OK, so again, why invest so much money in this thing that took, by its founder's admission, eight hours and zero dollars to code? "It's a stupid app," Hogeg admits. But "it's not responsible to not give it a chance." He cites its virality again, and points out that Marc Andreessen recently praised the app. Marc Andreessen is never wrong, right?

Hogeg demurs when asked if he thinks $200,000 is even a lot of money: "200 is a lot of money, but it's not a lot of money at the same time." But why does it need any money at all, if it took zero money to create? Hogeg points out that Yo now has a staff of five, and it'll need office space. Office space for what, he doesn't say. Will Yo make money? "Yeah, I guess." He compares it to Google, which in its early days was doubted as a viable business.

But even if $200,000 isn't a lot of money to you, is there any moral element to promoting a deliberately joke-y app when so many people are working—in vain—on software with a purpose?

Does Yo deserve a million dollars? What could someone more earnest have done with even Hogeg's $200,000 slice? "The world doesn't work on deserve," replies Hogeg. He's worked just as hard as his father back in Israel, he explains, and has far more money.

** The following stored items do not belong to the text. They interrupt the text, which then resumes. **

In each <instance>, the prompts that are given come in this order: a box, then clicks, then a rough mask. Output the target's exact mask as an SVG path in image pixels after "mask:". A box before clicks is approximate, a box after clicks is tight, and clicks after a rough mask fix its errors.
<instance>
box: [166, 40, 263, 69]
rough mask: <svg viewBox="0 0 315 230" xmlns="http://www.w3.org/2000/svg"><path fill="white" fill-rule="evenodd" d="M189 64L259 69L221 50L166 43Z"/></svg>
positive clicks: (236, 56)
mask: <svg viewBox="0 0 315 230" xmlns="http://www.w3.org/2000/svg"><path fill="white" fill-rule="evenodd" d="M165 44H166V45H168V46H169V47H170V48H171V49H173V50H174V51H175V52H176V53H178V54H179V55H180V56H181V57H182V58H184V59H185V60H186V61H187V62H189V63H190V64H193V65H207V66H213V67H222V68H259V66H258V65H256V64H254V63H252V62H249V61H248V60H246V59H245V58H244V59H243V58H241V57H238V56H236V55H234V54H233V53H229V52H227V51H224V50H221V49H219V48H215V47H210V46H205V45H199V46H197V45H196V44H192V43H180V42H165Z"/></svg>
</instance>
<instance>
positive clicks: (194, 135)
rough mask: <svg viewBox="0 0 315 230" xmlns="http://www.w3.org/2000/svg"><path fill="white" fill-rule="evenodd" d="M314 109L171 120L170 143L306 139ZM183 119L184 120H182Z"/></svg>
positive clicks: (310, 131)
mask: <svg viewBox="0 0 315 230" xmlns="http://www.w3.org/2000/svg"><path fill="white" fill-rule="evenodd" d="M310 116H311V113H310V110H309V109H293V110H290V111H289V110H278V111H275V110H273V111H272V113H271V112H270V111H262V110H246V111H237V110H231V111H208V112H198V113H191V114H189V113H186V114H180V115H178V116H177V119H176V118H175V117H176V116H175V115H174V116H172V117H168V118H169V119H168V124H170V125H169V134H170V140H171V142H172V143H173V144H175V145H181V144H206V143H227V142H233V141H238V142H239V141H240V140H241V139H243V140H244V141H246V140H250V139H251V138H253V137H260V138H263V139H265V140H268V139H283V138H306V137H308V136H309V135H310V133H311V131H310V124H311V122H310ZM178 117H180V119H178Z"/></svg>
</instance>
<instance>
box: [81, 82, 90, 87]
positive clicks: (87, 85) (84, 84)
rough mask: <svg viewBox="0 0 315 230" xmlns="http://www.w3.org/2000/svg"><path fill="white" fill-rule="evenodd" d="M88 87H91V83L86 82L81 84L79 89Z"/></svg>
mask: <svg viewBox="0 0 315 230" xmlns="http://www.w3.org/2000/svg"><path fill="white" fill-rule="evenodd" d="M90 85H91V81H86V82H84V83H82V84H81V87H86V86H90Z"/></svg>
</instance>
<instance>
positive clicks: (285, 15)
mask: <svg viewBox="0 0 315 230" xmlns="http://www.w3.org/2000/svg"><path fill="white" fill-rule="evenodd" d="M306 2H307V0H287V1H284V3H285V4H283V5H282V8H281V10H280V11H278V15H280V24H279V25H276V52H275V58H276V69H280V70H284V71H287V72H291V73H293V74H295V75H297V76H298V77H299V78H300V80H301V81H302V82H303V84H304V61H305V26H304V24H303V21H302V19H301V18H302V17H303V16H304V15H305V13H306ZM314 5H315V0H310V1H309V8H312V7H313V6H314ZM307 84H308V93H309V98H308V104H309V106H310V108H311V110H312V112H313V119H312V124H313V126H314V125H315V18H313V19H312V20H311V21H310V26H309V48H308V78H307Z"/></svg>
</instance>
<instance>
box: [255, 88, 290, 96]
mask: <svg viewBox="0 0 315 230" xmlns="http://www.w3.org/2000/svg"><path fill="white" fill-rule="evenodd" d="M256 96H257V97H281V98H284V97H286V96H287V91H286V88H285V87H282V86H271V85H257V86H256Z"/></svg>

So much for the glimmering Silicon Meritocracy. "I'm not a hater," Hogeg elaborates. "I never was. But I can understand the criticism: I was a young engineer, I worked my ass off. If back then I could see an app like Yo getting a million, I would go nuts." I feel like I'm on the verge of a moral breakthrough with Hogeg, but he drifts back into software zen-speak. "[Success] is not about the technology, it's about the execution." "Execution" here is a euphemism, I think.

To anyone struggling in Startupland who might wince at Yo's 24 hour attention spree, Hogeg has a message of hope: "I hear you. We love you. You need to be creative, disruptive, think outside the box. You need to be a lover, not a hater. The energy you send into the world, you get back."

So why not send $200,000 worth of energy into the world via charity, rather than investing in Yo? "Charity?" Hogeg bristles. "Who says I'm not? I choose my life, I choose to enjoy it." For Hogeg, enjoying one's life seems to include this sort of recreational investing, treating business ventures like parlor games, or a kind of thrilling diversion—Hogeg refers to his habit of buying lottery tickets. It's all a very fun and giggly "maybe" for a man who can afford to play "what if" with large sums. The stakes sound low: "[Yo] is not making the world a better place…[and] I don't think it's too much money. It's surprising we're on the phone right now. If Marc Andreessen writes what he writes, we should all be very humble. Who knows, there might be something to it." And even if there's nothing to it, as there likely is not, Hogeg remains calm: "Don't be so arrogant to think that Yo can't make you eat your words. You can look at this interview, years from now. We will never eat our words. We already won."